Incapacitating the state.

AuthorLevinson, Daryl J.

TABLE OF CONTENTS I. The Risks and Rewards of State-Building A. Morgenthau Versus Marshall B. Anti-Federalists Versus Federalists II. Three Approaches to Managing State Power A. Political and Legal Control B. Incapacitation C. Control and Capacity as Complements III. Constitutional State-Building and State-Unbuilding A. Separation of Powers as Straightjacket B. The Imperial (yet Plebiscitary) Presidency C. Federalism: Incapacitation by Substitution Conclusion I. The Risks and Rewards of State-Building

The state is arguably the most powerful technology ever created by man. The invention of the modern state in Europe half a millennium ago revolutionized life for many on the planet. By consolidating control over the means of violence, the state imposed social order and provided its citizens with security and protection against both internal and external threats. (1) By securing property rights, enforcing contracts, establishing financial systems, and organizing markets, the state has facilitated economic growth and prosperity. And by providing collective goods like education, scientific knowledge, public health, and social welfare programs, the state has further improved the life prospects of its citizens and created new opportunities for human flourishing. Hobbes had a point: without the state, life for many in the world would be much more "solitary, poore, nasty, brutish, and short." (2)

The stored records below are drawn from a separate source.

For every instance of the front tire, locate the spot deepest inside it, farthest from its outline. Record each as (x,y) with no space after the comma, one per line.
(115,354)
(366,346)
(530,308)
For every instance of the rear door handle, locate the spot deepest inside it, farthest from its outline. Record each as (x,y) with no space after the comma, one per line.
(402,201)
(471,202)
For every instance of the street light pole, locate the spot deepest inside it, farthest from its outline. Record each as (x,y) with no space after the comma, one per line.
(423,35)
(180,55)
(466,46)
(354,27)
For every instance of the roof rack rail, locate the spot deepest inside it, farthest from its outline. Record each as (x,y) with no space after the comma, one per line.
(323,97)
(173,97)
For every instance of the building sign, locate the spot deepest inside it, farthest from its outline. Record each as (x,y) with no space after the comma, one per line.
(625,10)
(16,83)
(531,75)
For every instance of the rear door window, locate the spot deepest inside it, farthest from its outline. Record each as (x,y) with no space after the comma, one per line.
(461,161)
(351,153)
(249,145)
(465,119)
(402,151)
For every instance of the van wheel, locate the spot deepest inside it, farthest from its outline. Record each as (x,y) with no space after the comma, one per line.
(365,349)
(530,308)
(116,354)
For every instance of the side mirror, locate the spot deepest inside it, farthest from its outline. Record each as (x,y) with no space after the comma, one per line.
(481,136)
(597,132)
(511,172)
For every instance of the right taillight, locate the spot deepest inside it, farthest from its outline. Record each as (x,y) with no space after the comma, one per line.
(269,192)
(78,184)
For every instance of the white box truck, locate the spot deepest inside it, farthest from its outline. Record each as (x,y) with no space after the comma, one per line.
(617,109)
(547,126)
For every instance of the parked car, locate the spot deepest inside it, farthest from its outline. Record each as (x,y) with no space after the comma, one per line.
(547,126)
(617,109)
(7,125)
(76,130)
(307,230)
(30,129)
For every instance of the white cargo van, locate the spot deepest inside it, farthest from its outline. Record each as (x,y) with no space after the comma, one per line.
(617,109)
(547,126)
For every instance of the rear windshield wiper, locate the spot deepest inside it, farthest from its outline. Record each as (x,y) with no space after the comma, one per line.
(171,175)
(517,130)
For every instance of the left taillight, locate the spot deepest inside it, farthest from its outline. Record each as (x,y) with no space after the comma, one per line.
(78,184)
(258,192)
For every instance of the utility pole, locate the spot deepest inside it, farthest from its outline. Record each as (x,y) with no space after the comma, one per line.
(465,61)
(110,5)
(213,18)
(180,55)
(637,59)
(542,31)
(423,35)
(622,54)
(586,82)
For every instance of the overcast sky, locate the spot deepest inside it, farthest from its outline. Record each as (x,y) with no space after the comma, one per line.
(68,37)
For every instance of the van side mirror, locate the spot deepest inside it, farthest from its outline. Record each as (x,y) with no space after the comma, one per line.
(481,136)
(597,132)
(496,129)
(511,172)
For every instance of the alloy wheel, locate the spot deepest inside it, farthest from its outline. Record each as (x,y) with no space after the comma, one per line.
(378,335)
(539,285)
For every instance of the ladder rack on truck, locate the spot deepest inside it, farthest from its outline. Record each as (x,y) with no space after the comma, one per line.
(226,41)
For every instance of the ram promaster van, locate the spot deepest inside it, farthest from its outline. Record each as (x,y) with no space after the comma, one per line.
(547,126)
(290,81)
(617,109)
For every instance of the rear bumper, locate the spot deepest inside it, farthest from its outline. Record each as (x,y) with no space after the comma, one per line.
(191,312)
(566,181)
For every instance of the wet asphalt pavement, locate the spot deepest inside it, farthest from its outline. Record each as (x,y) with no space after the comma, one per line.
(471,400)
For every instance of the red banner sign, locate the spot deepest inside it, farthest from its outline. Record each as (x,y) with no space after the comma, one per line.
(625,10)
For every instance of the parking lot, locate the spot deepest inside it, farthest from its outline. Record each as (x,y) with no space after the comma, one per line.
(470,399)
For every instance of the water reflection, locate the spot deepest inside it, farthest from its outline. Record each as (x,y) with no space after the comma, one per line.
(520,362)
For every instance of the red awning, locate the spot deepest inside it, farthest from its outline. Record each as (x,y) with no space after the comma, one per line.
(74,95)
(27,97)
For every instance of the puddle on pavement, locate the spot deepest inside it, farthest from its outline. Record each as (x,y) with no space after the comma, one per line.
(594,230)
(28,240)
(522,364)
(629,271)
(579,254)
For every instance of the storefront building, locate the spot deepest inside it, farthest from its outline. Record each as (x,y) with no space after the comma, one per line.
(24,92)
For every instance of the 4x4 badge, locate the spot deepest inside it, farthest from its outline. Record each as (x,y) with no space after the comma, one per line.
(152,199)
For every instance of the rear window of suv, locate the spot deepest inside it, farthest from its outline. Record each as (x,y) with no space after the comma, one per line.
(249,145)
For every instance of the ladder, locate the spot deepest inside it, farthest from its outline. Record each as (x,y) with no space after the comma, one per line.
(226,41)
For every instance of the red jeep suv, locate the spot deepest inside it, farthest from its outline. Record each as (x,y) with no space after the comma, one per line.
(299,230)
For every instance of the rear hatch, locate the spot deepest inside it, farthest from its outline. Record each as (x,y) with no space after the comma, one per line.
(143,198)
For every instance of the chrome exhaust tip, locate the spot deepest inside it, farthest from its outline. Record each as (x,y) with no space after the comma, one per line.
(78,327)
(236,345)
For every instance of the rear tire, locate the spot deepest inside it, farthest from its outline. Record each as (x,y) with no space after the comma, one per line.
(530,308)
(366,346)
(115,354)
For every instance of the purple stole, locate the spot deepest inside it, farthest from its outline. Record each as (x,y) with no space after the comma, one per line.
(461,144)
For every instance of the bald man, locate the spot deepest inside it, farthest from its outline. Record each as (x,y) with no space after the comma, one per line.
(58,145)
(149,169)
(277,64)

Like other powerful technologies, however, the state can be used not just for good but for evil. Rather than investing in the human capital of its citizens, the state can subject them to totalitarian oppression. Rather than creating wealth, the state can confiscate it. The same control over the means of violence that can be used to keep the peace can also be used for mass warfare or brutal repression. Whatever else the modern state has accomplished, it is also responsible for the Holocaust and Stalin's Soviet Union.

Indeed, the modern state was originally invented and designed to kill. In Charles Tilly's memorable summation, "states make war and war makes states." (3) Engaged in perpetual warfare and desperate for resources to bolster their military might, European kings came to see that they could support large armies by extracting wealth from populations under their control and protection. (4) This led them to build bureaucratic infrastructures for the purposes of taxation and conscription of military manpower. (5) Eventually, kings figured out that by creating a legal system and supporting trade, they could increase their tax base and thus grow their resources for fighting wars and accumulating territory. (6) Over time, administrative capabilities built up for fiscal and military purposes found new uses, and the state provided additional public goods to meet the demands of its citizens and to ensure their ongoing cooperation.' At the end of this developmental road stands the modern state as we know it: capable of delivering the quality of life of contemporary Denmark; but also of North Korea.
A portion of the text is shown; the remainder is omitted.